The hapless spokesman for the Bankers' Federation was wrong. NIB was not alone. Now we know that AIB operated its own portfolio of 53,000 Ansbachers. The Bank of Ireland solemnly sought to leave the impression that it knew nothing of such goings-on. A week later, exploiting the inexplicable collapse of media interest, the Bank of Ireland dripped out the news that it too operated the bogus-accounts system, but refused to indicate the scale of the scam.
Why the suspension of a normal media analysis of these extraordinary events following the AIB disclosures? Why has no single Cabinet minister commented on the significance of the AIB story? A number of conclusions are inescapable. Firstly, having one's bank account raided by one's own bank is something that, quite properly, neither the media nor the government will tolerate. However, a distinctly separate reaction is provoked by revelations of stealing from the Exchequer, in the guise of tax evasion.
This produces a government black-out and a number of media “think pieces” explaining away the phenomenon in terms of the very high tax rates at the time, the need for sensitivity lest capital takes flight, the country's reputation abroad and so on. Very high tax rates should not really be enforced against people of “comfortable means” but are quite appropriate for people on middling incomes.
The minister for finance has reverted to the buttoned lip, having been scalded for his derisory dismissal of the original RTÉ story on January 23. For eight weeks thereafter, the tánaiste sat on her hands, moving to appoint an authorised officer only when word reached her that Woodward and Bernstein were about to break an even more sensational story. The second RTÉ story finally pushed her into the High Court to have an inspector appointed to investigate the substantive issues. There will, it appears, be no such investigation of AIB and “the wider industry.” Why not?
The Central Bank has made it plain that its preoccupation has been with prudential matters and not with the consumer dimension or the nature of the relationship between a bank and its customers. The discovery of revenue powers to get at the CMI names simultaneously with the second RTÉ story was “pure coincidence.”
Meanwhile, the rehabilitation of the banks' image proceeds apace. The new kid at the top of the AIB block, the able and affable Walter Coakley, made the most of a prestigious Irish Independent profiling opportunity.
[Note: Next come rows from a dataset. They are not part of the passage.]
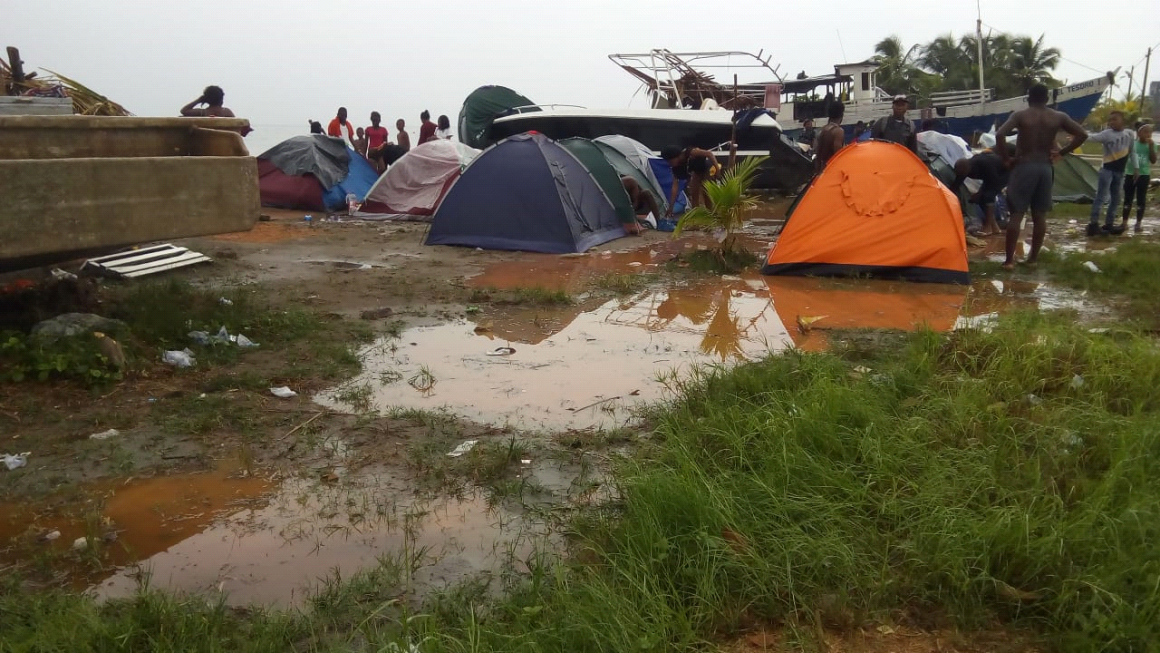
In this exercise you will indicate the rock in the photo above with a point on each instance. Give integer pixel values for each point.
(110, 349)
(75, 324)
(377, 313)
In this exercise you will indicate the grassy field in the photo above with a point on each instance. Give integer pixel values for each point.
(1131, 273)
(959, 479)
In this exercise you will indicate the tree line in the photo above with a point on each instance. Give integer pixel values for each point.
(1010, 64)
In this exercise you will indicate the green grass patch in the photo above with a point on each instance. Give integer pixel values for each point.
(1002, 477)
(1132, 271)
(622, 283)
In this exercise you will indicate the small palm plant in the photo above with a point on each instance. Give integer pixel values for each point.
(729, 200)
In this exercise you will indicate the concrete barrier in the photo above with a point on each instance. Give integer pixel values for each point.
(75, 186)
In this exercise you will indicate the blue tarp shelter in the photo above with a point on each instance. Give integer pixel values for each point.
(526, 193)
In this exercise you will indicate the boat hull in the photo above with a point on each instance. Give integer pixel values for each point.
(787, 168)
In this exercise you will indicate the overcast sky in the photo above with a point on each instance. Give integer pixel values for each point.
(282, 62)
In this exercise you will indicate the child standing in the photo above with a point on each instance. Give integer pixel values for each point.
(1138, 174)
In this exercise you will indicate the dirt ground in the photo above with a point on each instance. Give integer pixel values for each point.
(195, 445)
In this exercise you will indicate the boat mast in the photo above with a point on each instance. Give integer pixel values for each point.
(978, 37)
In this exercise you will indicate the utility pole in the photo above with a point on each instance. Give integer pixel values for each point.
(978, 37)
(1144, 87)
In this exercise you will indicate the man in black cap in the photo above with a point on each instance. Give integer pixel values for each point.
(897, 127)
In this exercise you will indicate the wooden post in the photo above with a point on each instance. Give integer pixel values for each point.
(1144, 87)
(732, 138)
(17, 71)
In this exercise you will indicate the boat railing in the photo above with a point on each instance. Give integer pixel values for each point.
(950, 98)
(528, 108)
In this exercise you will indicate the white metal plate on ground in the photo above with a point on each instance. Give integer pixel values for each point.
(145, 261)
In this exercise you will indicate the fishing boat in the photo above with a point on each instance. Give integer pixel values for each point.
(686, 81)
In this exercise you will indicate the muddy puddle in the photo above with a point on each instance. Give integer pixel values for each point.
(269, 542)
(592, 363)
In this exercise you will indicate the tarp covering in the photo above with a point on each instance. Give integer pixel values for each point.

If you want to read about John Maughan and the Mayo team, Liverpool's fading prospects in the Premiership or AIB's philanthropic activities, including support for the arts and, notably, the “funding for a homeless boys' project,” then this profile is for you. But if you want the inside story on what is quaintly described as “the current environment (NIB et al)” then look elsewhere. Having broken this staggering story about the parallel system being run by and for the great and good of middle Ireland, the media have yet to prove that the story is not too big for them.